To ward off potential future legal and public-relations woes, the CDMS urges non-compliant companies to begin implementing solid permission practices and focusing on recipient concerns over spam and privacy. You can read the article here.

April 15, 2007

Google Buys DoubleClick for $3.1 Billion

The big news this weekend is Google's acquisition of DoubleClick for $3.1 billion--reportedly beating out Microsoft and Yahoo for one of the top online advertising providers. The media is abuzz with discussions on why Google paid so much (DoubleClick revenues are fuzzy, but reports put it somewhere between $150 million and $300 million per year) and what the acquisition means to the industry. I figured I'd throw in my two cents...

The ad banner space is far more mature than search so it's unlikely Google expects DoubleClick's business to grow at anywhere near the rate of Google's core business. From this, I think its acquisition of DoubleClick was a largely pre-emptive move to keep Microsoft and Yahoo from gaining ground in the online advertising space. (Yahoo, in particular, has a strong ad banner business.)

Google will likely push DoubleClick's ad system into a more self-help, middle-market focused offering like Google's own AdWords offers today. Meanwhile, on the enterprise side, I expect to see the two sales forces quickly align to cross sell large customers on both companies' advertising solutions. For marketers, this will mean a convenient one-stop shop for all forms of advertising.

I think this could play well for consumers. For example, Microsoft and Yahoo are going to have step up their investment in innovation and user-facing features in order to offset Google's growing lead on the advertising space. I expect Microsoft and Yahoo to focus more on their own content and user-centered features in an effort to counteract Google's success in monetizing the traffic and content of other sites through search and ad banners. In other words, if Microsoft and Yahoo can't buy any more billboards on the side of the road, they will build more roads.

Additionally, both DoubleClick and, particularly, Google, have some impressive technology for driving relevance in advertising. The combination of the two companies' technologies promises consumers increasingly relevant advertising across the Internet.

However, it is worth noting that some sources are saying that this merger gives Google almost 80 percent of all the advertising on the Internet. If this proves to be true, you can bet their rivals and the federal government will not sit by and let these companies combine--not without a fight.

All of this reminds me why I love being in this industry. It's never boring. There are endless opportunities for those companies that can take advantage of the change to drive innovative marketing campaigns and pull ahead of their competitors.

April 02, 2007

RSS on the Rise

A recently released report from Forrester Research shows a sharp rise in the use of RSS among marketers.

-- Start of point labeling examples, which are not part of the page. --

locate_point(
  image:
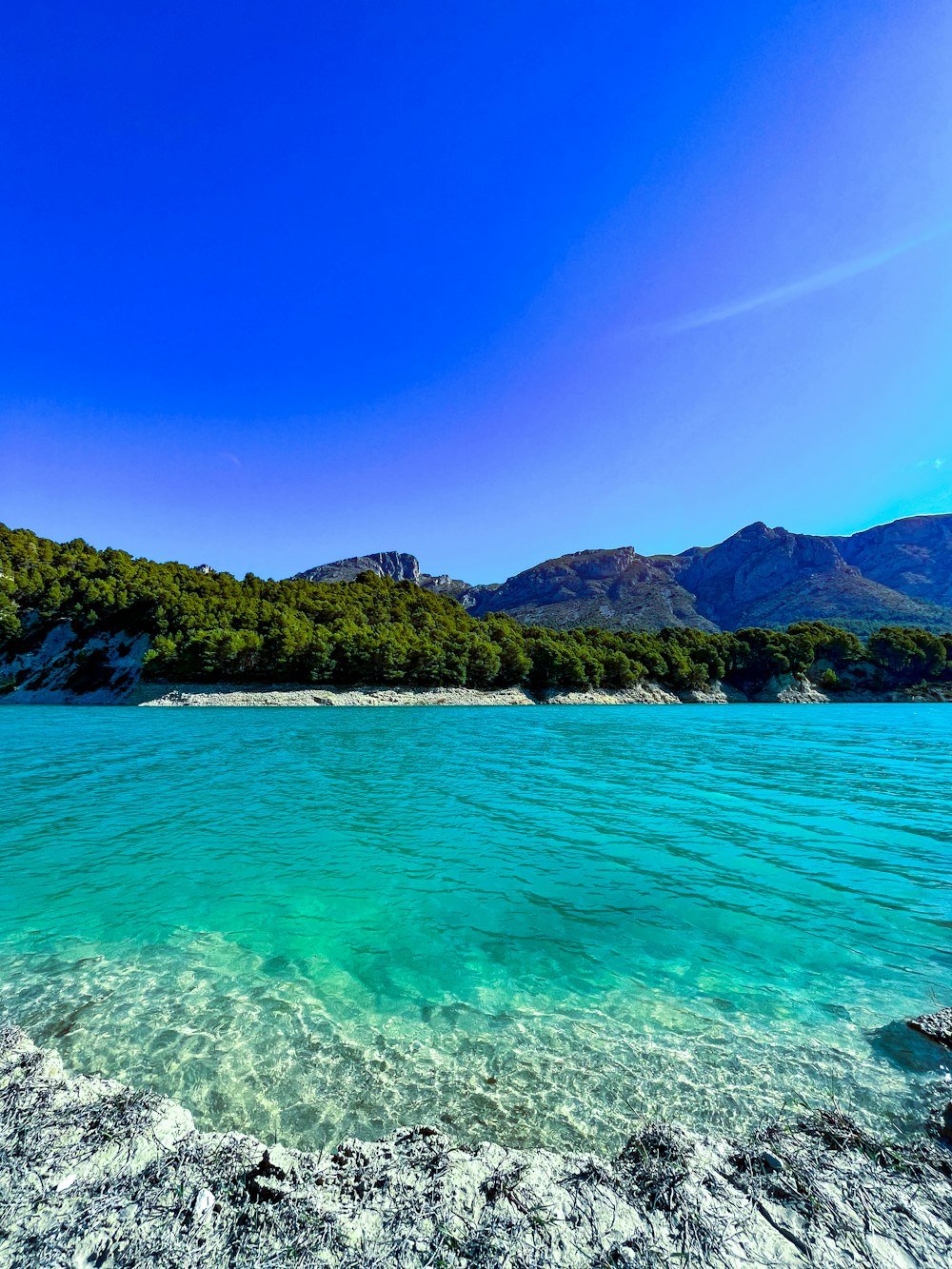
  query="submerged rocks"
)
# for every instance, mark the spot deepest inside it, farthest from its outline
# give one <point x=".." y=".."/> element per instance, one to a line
<point x="818" y="1192"/>
<point x="937" y="1025"/>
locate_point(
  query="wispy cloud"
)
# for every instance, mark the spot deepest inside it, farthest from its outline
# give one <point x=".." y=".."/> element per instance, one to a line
<point x="805" y="286"/>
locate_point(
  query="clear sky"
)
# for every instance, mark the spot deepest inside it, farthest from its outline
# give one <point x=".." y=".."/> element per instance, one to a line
<point x="486" y="282"/>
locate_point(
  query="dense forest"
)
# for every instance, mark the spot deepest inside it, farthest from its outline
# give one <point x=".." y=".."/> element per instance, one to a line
<point x="209" y="625"/>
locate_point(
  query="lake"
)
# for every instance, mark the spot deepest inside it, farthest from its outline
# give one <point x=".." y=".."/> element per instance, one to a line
<point x="536" y="925"/>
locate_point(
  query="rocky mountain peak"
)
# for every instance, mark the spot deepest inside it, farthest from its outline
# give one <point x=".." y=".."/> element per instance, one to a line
<point x="385" y="564"/>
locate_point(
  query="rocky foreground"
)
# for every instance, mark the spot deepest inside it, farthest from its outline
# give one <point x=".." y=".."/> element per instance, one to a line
<point x="94" y="1174"/>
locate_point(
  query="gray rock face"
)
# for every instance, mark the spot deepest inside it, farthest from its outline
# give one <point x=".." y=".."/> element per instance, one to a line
<point x="895" y="574"/>
<point x="617" y="589"/>
<point x="463" y="591"/>
<point x="913" y="556"/>
<point x="385" y="564"/>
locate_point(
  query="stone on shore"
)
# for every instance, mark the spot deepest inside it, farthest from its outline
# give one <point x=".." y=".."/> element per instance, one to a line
<point x="937" y="1025"/>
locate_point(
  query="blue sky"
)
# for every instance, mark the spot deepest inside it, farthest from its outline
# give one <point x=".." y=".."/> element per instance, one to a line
<point x="483" y="282"/>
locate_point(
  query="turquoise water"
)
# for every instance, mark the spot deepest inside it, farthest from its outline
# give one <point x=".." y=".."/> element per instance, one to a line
<point x="535" y="925"/>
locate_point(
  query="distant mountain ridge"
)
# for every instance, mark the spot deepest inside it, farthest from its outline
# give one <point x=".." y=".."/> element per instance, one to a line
<point x="893" y="574"/>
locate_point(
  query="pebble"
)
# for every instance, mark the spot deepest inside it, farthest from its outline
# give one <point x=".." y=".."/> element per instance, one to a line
<point x="204" y="1207"/>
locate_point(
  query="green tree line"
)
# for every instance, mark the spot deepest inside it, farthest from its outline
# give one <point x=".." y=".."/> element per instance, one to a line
<point x="212" y="627"/>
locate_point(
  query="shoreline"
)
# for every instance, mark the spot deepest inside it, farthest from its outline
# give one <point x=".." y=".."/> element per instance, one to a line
<point x="151" y="694"/>
<point x="97" y="1174"/>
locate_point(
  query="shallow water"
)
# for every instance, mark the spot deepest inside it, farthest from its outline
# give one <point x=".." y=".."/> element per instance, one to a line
<point x="535" y="925"/>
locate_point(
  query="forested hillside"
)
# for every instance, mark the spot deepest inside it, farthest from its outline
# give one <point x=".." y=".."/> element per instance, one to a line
<point x="208" y="625"/>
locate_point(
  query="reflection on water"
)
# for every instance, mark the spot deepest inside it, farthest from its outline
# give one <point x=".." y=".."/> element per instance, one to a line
<point x="528" y="925"/>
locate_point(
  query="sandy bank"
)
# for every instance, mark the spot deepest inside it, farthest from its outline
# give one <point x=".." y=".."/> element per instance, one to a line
<point x="277" y="694"/>
<point x="93" y="1174"/>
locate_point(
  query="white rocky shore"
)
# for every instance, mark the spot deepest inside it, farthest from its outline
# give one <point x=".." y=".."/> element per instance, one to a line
<point x="71" y="669"/>
<point x="94" y="1176"/>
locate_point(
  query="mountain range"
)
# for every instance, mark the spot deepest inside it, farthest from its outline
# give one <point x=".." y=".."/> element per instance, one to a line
<point x="894" y="574"/>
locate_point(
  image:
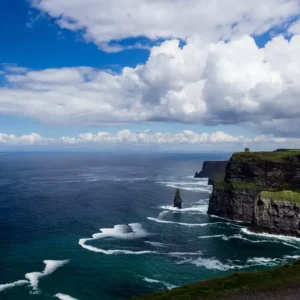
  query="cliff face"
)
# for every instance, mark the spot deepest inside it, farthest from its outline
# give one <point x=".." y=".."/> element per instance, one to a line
<point x="277" y="212"/>
<point x="213" y="170"/>
<point x="248" y="174"/>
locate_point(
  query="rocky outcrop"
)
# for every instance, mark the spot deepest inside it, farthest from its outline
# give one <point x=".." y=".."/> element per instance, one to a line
<point x="277" y="212"/>
<point x="248" y="174"/>
<point x="177" y="199"/>
<point x="213" y="170"/>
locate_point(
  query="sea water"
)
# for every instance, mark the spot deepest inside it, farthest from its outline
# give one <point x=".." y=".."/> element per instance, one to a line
<point x="102" y="226"/>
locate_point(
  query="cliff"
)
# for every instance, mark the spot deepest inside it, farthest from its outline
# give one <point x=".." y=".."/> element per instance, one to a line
<point x="213" y="170"/>
<point x="177" y="199"/>
<point x="280" y="283"/>
<point x="277" y="212"/>
<point x="247" y="175"/>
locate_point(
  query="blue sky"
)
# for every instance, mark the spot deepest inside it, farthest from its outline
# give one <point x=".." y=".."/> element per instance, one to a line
<point x="75" y="67"/>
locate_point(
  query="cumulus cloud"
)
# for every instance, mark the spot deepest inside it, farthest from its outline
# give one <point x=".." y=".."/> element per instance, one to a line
<point x="104" y="21"/>
<point x="233" y="82"/>
<point x="126" y="137"/>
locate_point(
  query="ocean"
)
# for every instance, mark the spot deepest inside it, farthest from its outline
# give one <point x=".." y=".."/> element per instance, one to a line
<point x="102" y="226"/>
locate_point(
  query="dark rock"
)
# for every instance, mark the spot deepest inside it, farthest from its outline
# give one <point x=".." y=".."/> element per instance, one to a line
<point x="278" y="216"/>
<point x="213" y="170"/>
<point x="211" y="167"/>
<point x="248" y="174"/>
<point x="177" y="199"/>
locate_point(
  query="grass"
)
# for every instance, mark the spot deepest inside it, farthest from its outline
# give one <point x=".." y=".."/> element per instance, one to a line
<point x="221" y="185"/>
<point x="292" y="196"/>
<point x="273" y="156"/>
<point x="234" y="284"/>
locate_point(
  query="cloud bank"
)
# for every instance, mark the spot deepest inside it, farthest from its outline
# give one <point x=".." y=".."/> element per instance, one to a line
<point x="233" y="82"/>
<point x="104" y="21"/>
<point x="148" y="138"/>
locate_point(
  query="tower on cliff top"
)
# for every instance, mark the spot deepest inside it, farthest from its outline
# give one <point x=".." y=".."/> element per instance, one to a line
<point x="177" y="199"/>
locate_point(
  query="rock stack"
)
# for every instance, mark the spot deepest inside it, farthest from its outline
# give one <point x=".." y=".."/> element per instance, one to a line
<point x="177" y="199"/>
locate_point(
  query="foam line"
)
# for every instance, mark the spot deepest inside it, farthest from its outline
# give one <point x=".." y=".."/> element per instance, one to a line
<point x="179" y="223"/>
<point x="272" y="236"/>
<point x="211" y="236"/>
<point x="168" y="285"/>
<point x="124" y="232"/>
<point x="200" y="208"/>
<point x="12" y="285"/>
<point x="64" y="297"/>
<point x="51" y="266"/>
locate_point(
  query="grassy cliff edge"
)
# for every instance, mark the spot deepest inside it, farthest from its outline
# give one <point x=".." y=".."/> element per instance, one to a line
<point x="236" y="284"/>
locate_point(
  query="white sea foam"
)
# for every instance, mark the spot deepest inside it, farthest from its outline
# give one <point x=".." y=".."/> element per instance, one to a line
<point x="292" y="256"/>
<point x="51" y="266"/>
<point x="236" y="221"/>
<point x="211" y="264"/>
<point x="283" y="238"/>
<point x="179" y="223"/>
<point x="199" y="208"/>
<point x="157" y="244"/>
<point x="64" y="297"/>
<point x="168" y="285"/>
<point x="163" y="213"/>
<point x="264" y="261"/>
<point x="211" y="236"/>
<point x="192" y="189"/>
<point x="179" y="254"/>
<point x="12" y="285"/>
<point x="124" y="232"/>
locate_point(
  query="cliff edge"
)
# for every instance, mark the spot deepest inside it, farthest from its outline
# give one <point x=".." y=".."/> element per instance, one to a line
<point x="213" y="170"/>
<point x="247" y="176"/>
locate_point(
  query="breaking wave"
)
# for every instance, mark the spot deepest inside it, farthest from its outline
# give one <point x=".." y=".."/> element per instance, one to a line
<point x="179" y="223"/>
<point x="12" y="284"/>
<point x="200" y="208"/>
<point x="34" y="277"/>
<point x="167" y="285"/>
<point x="51" y="266"/>
<point x="64" y="297"/>
<point x="124" y="232"/>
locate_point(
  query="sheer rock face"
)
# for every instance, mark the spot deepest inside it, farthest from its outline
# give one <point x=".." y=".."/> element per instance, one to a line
<point x="247" y="174"/>
<point x="177" y="199"/>
<point x="212" y="169"/>
<point x="276" y="216"/>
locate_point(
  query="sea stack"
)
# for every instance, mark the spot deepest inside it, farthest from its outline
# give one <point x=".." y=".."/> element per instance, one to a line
<point x="177" y="199"/>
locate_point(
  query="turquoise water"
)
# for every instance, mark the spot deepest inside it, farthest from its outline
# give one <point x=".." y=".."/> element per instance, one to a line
<point x="99" y="226"/>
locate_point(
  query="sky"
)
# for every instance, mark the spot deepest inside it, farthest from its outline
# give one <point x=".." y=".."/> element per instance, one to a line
<point x="167" y="75"/>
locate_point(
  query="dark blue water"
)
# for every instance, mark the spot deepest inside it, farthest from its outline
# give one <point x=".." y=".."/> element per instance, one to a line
<point x="51" y="205"/>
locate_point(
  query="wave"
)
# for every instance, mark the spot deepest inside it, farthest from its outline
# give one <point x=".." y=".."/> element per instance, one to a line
<point x="211" y="236"/>
<point x="286" y="240"/>
<point x="264" y="261"/>
<point x="157" y="244"/>
<point x="64" y="297"/>
<point x="51" y="266"/>
<point x="199" y="208"/>
<point x="236" y="221"/>
<point x="179" y="254"/>
<point x="162" y="213"/>
<point x="211" y="264"/>
<point x="124" y="232"/>
<point x="192" y="189"/>
<point x="167" y="285"/>
<point x="179" y="223"/>
<point x="12" y="284"/>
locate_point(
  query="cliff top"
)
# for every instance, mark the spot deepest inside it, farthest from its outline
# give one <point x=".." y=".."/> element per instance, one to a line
<point x="281" y="196"/>
<point x="259" y="283"/>
<point x="273" y="156"/>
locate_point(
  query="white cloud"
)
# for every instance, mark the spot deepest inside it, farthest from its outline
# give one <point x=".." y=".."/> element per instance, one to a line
<point x="104" y="21"/>
<point x="205" y="83"/>
<point x="126" y="137"/>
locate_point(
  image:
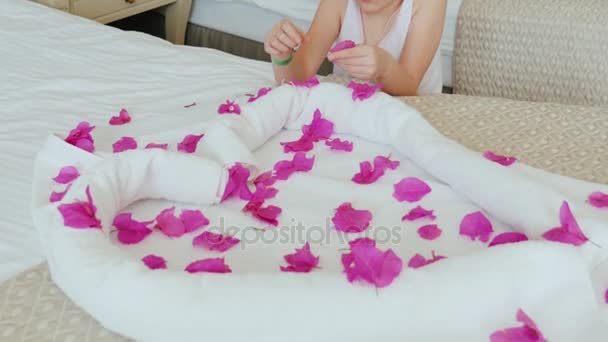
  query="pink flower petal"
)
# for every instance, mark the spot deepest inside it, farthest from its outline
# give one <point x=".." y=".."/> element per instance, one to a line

According to the report, "Interactive Marketing Channels to Watch in 2007," 40 percent of marketers surveyed by analyst firm in December and January say they will use or test RSS this year, up from just 10 percent last year. The reason? Marketers are seeing proof that the emerging channel works. Forrester recommends that marketers start adopting RSS now in order to keep up with their customers who already actively use the emerging technology.